Answering these questions requires human judgment as well as legal expertise on what constitutes acceptable disparate impact. A machine devoid of the history of race or of the agreed-upon exceptions would never be able to independently recreate the current system that allows credit scores — which are correlated with race — to be permitted, while Mac versus PC would be avoided.
Policymakers need to rethink our existing anti-discriminatory framework to incorporate the new challenges of AI, ML and big data. A critical element is transparency for borrowers and lenders to understand how AI operates. In fact, the existing system has a safeguard already in place that itself is going to be tested by this technology: the right to know why you are denied credit.

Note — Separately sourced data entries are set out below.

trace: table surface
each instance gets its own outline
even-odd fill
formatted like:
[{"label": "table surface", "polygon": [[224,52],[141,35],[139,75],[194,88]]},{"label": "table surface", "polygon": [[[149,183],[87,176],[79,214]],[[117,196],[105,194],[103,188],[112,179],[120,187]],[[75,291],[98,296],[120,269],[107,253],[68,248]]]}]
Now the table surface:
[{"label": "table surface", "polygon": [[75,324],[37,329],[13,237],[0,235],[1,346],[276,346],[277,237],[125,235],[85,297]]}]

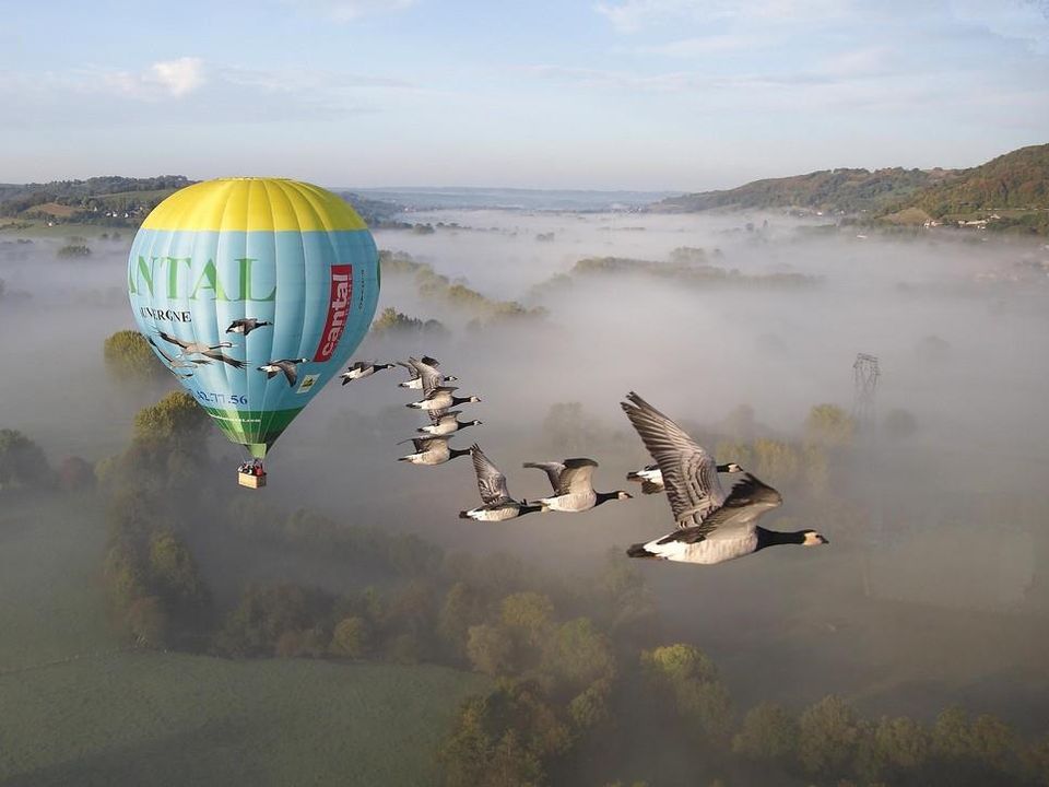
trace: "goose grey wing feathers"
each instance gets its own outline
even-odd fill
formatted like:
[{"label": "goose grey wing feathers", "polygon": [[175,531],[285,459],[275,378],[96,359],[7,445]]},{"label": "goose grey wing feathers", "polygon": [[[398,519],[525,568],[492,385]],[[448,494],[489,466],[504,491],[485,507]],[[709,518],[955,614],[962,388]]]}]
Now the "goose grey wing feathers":
[{"label": "goose grey wing feathers", "polygon": [[565,469],[561,471],[557,482],[557,494],[578,494],[592,492],[593,484],[590,477],[598,463],[593,459],[565,459]]},{"label": "goose grey wing feathers", "polygon": [[554,492],[561,486],[561,471],[565,469],[561,462],[524,462],[521,467],[533,467],[545,472]]},{"label": "goose grey wing feathers", "polygon": [[178,339],[177,337],[173,337],[169,333],[165,333],[164,331],[157,331],[156,334],[166,342],[170,342],[172,344],[178,344],[184,350],[189,346],[189,342],[182,341],[181,339]]},{"label": "goose grey wing feathers", "polygon": [[758,517],[767,510],[783,504],[779,492],[758,481],[750,473],[736,483],[726,497],[724,505],[710,512],[697,526],[679,528],[675,532],[659,540],[659,543],[683,541],[697,543],[715,530],[729,528],[751,529]]},{"label": "goose grey wing feathers", "polygon": [[[433,359],[429,360],[433,361]],[[423,379],[423,396],[429,396],[445,381],[445,378],[441,376],[440,372],[425,361],[420,361],[419,359],[414,357],[411,357],[408,361],[410,364],[412,364],[412,366],[415,367],[419,376]]]},{"label": "goose grey wing feathers", "polygon": [[473,458],[473,470],[478,474],[481,500],[486,505],[509,502],[510,493],[506,489],[506,475],[492,463],[476,443],[470,446],[470,455]]},{"label": "goose grey wing feathers", "polygon": [[[219,350],[205,350],[200,353],[204,357],[213,359],[214,361],[222,361],[224,364],[229,364],[234,368],[244,368],[247,364],[244,361],[237,361],[237,359],[232,359],[228,355],[223,355]],[[295,385],[292,383],[292,385]]]},{"label": "goose grey wing feathers", "polygon": [[726,500],[714,457],[637,393],[626,398],[630,403],[621,402],[623,411],[659,466],[679,527],[702,522]]},{"label": "goose grey wing feathers", "polygon": [[438,444],[448,442],[447,437],[412,437],[412,445],[415,446],[415,453],[427,451]]}]

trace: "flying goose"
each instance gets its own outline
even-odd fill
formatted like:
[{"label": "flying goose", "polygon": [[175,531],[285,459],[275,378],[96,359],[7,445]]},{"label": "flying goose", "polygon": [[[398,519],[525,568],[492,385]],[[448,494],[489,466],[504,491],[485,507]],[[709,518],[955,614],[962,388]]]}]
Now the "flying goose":
[{"label": "flying goose", "polygon": [[397,384],[400,388],[413,388],[415,390],[423,390],[423,376],[421,374],[421,369],[419,368],[419,365],[426,366],[432,372],[437,374],[439,379],[436,383],[436,385],[441,385],[441,381],[456,381],[459,379],[458,377],[452,377],[451,375],[448,375],[447,377],[445,377],[444,375],[440,375],[439,373],[437,373],[436,369],[438,366],[440,366],[440,361],[438,361],[437,359],[432,359],[429,355],[423,355],[422,359],[410,357],[408,360],[408,363],[403,361],[398,361],[397,365],[403,366],[404,368],[406,368],[409,374],[408,380],[405,380],[404,383]]},{"label": "flying goose", "polygon": [[255,317],[244,317],[241,319],[236,319],[229,324],[229,327],[226,328],[226,333],[244,333],[247,336],[256,328],[262,328],[263,326],[271,326],[272,322],[267,322],[264,320],[257,319]]},{"label": "flying goose", "polygon": [[169,342],[172,344],[178,344],[182,349],[182,351],[178,354],[178,357],[180,359],[185,359],[187,355],[203,355],[204,357],[210,357],[213,361],[222,361],[225,364],[229,364],[234,368],[244,368],[245,366],[247,366],[247,364],[244,361],[237,361],[236,359],[232,359],[228,355],[225,355],[219,352],[223,348],[233,346],[233,342],[219,342],[217,344],[204,344],[203,342],[197,342],[197,341],[192,341],[192,342],[182,341],[181,339],[178,339],[177,337],[173,337],[169,333],[165,333],[164,331],[157,331],[156,333],[164,341]]},{"label": "flying goose", "polygon": [[762,514],[782,504],[779,492],[745,472],[726,495],[714,458],[702,446],[637,393],[626,398],[623,411],[659,465],[677,524],[662,538],[630,547],[626,552],[630,557],[712,565],[776,544],[827,543],[815,530],[777,532],[758,527]]},{"label": "flying goose", "polygon": [[629,500],[634,495],[615,492],[594,492],[590,475],[598,463],[593,459],[565,459],[564,462],[524,462],[521,467],[538,468],[546,473],[554,494],[539,501],[543,510],[577,514],[590,510],[610,500]]},{"label": "flying goose", "polygon": [[342,378],[342,384],[345,385],[355,379],[370,377],[379,369],[393,368],[393,366],[394,364],[377,364],[375,361],[357,361],[339,376]]},{"label": "flying goose", "polygon": [[436,359],[429,357],[429,355],[423,355],[422,359],[410,357],[408,363],[404,363],[403,361],[398,361],[397,363],[406,368],[409,375],[411,375],[411,378],[406,383],[398,383],[397,385],[401,388],[422,390],[424,396],[434,388],[444,385],[446,381],[455,381],[459,379],[458,377],[452,377],[451,375],[445,377],[440,372],[437,371],[440,362]]},{"label": "flying goose", "polygon": [[479,399],[475,396],[469,397],[457,397],[452,395],[452,391],[459,390],[455,386],[438,386],[434,388],[422,401],[412,402],[411,404],[405,404],[404,407],[414,408],[415,410],[447,410],[450,407],[456,404],[465,404],[468,402],[479,402]]},{"label": "flying goose", "polygon": [[[728,465],[718,465],[718,472],[743,472],[743,468],[735,462],[729,462]],[[659,465],[646,465],[640,470],[628,472],[626,480],[640,483],[643,494],[656,494],[663,491],[663,473],[660,472]]]},{"label": "flying goose", "polygon": [[[458,450],[448,447],[448,437],[412,437],[415,453],[398,457],[398,461],[410,461],[412,465],[444,465],[456,457],[465,456],[470,449]],[[406,442],[406,441],[405,441]]]},{"label": "flying goose", "polygon": [[[197,366],[202,366],[211,363],[211,361],[209,361],[208,359],[189,359],[188,361],[182,361],[180,359],[175,357],[174,355],[168,355],[166,352],[164,352],[163,348],[158,346],[157,343],[153,341],[153,337],[146,337],[145,340],[150,344],[152,344],[153,349],[156,350],[156,352],[160,353],[161,357],[163,357],[167,362],[168,367],[172,369],[172,374],[174,374],[176,377],[180,377],[181,379],[187,379],[189,377],[192,377],[193,371],[197,368]],[[189,369],[189,372],[186,374],[179,374],[178,372],[175,371],[180,368]]]},{"label": "flying goose", "polygon": [[483,505],[459,512],[460,519],[506,521],[543,509],[541,505],[529,504],[528,501],[518,502],[510,497],[506,489],[506,475],[484,455],[481,446],[474,443],[470,453],[473,456],[473,471],[478,474],[478,490],[481,492]]},{"label": "flying goose", "polygon": [[266,378],[272,379],[281,373],[287,378],[288,387],[295,387],[295,380],[298,379],[298,364],[306,363],[309,359],[283,359],[281,361],[270,361],[259,366],[259,372],[266,372]]},{"label": "flying goose", "polygon": [[481,422],[478,420],[473,421],[459,421],[456,416],[461,415],[461,410],[431,410],[429,420],[433,422],[429,426],[420,426],[416,431],[423,432],[424,434],[433,435],[445,435],[452,434],[459,430],[464,430],[467,426],[480,426]]}]

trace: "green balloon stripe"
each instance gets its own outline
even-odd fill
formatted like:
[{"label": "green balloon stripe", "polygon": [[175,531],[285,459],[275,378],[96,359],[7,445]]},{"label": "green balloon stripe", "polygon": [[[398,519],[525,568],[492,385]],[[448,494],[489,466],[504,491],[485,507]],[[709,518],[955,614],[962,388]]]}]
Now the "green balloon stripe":
[{"label": "green balloon stripe", "polygon": [[204,407],[222,433],[261,459],[303,408],[293,410],[225,410]]}]

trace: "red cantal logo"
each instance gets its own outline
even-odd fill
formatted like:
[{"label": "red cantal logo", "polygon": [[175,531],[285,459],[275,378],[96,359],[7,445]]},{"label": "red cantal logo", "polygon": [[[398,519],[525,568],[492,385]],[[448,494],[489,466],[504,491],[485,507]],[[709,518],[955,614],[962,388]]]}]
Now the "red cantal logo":
[{"label": "red cantal logo", "polygon": [[328,302],[328,319],[320,334],[320,344],[314,354],[314,361],[330,361],[339,340],[346,329],[350,314],[350,301],[353,297],[353,266],[331,267],[331,299]]}]

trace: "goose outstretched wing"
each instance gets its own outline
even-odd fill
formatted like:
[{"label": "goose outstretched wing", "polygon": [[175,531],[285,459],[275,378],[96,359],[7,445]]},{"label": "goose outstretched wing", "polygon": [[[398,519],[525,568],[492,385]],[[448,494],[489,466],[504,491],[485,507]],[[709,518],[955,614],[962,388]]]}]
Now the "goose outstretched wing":
[{"label": "goose outstretched wing", "polygon": [[[236,359],[232,359],[228,355],[223,354],[219,350],[204,350],[200,354],[203,355],[204,357],[213,359],[214,361],[222,361],[224,364],[229,364],[234,368],[244,368],[245,366],[247,366],[247,364],[244,361],[237,361]],[[294,383],[292,385],[294,385]]]},{"label": "goose outstretched wing", "polygon": [[698,443],[637,393],[621,402],[663,477],[667,497],[679,527],[703,522],[726,501],[718,468]]},{"label": "goose outstretched wing", "polygon": [[590,477],[598,463],[593,459],[565,459],[565,469],[557,479],[557,494],[580,494],[593,491]]},{"label": "goose outstretched wing", "polygon": [[661,538],[658,543],[671,541],[698,543],[715,530],[730,528],[750,530],[758,517],[782,503],[783,498],[779,492],[750,473],[744,473],[743,479],[729,492],[724,505],[710,512],[699,525],[679,527],[676,531]]},{"label": "goose outstretched wing", "polygon": [[545,472],[554,492],[557,492],[557,489],[561,486],[561,473],[565,469],[565,466],[561,462],[524,462],[521,467],[537,468]]},{"label": "goose outstretched wing", "polygon": [[165,333],[164,331],[157,331],[156,334],[166,342],[178,344],[182,350],[190,345],[190,342],[182,341],[178,337],[173,337],[170,333]]},{"label": "goose outstretched wing", "polygon": [[[429,360],[433,361],[433,359]],[[440,372],[434,368],[431,364],[416,359],[409,359],[409,362],[415,367],[415,371],[419,372],[419,376],[423,379],[424,396],[429,396],[432,392],[437,390],[441,384],[444,384],[445,378],[441,376]]]},{"label": "goose outstretched wing", "polygon": [[476,443],[470,446],[470,456],[473,458],[473,471],[478,474],[481,500],[486,505],[508,503],[510,493],[506,488],[506,475],[492,463]]}]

When you are denied credit, federal law requires a lender to tell you why. This is a reasonable policy on several fronts. First, it provides the consumer necessary information to try and improve their chances to receive credit in the future. Second, it creates a record of decision to help ensure against illegal discrimination. If a lender systematically denied people of a certain race or gender based on false pretext, forcing them to provide that pretext allows regulators, consumers and consumer advocates the information necessary to pursue legal action to stop discrimination.
But this legal requirement creates two serious problems for financial AI applications. First, the AI has to be able to provide an explanation. Some machine learning algorithms can arrive at decisions without leaving a trail as to why. Simply programming a binary yes/no credit decision is insufficient. In order for the algorithm to be compliant, it must be able to identify the precise reason or reasons that a credit decision was made. This is an added level of complexity for AI that might delay adoption.
The second problem is what happens when the rationale for the decision is unusual. For example, one of the largest drivers of personal bankruptcy and default is divorce. An AI algorithm may be able to go through a person’s bank records and web search history, and determine with some reasonable accuracy if they are being unfaithful. Given that is a leading cause of divorce, it would probably be a relevant factor in a risk-based pricing regime, and a good reason to deny credit.
Is it acceptable for a bank to deny an application for credit because a machine suspects infidelity? If so, the next step would be whether it is right for the bank to inform the consumer directly that is the reason why. Imagine if the bank sent a letter to the consumer’s home with that finding. The use of AI to determine credit coupled with the requirement that written notice be given with the rationale for credit denial raises a host of privacy concerns.
If it is not acceptable, then who determines what acceptable grounds are? While marital status is a protected class under the Equal Credit Opportunity Act — you cannot discriminate against someone for being single — it is not clear that lenders concerned with changes to marital status would be prohibited from using that information. As AI determines new metrics that interact with existing protected classes, it will be incumbent upon financial regulators, courts and eventually lawmakers to set new policy rules that govern this brave new world.
The core principle of risk-based lending will be challenged as machines uncover new features of risk. Some of these are predictive in ways that are hard to imagine. Some are predictive in ways that are difficult to disclose. And some are repetitions resulting from a world in which bias and discrimination remain. Unlocking the benefits from this data revolution could help us escape the cycle using credit as the powerful tool for opportunity that it is. However, the existing 1970s-era legal framework is going to need a reboot to allow us to get there.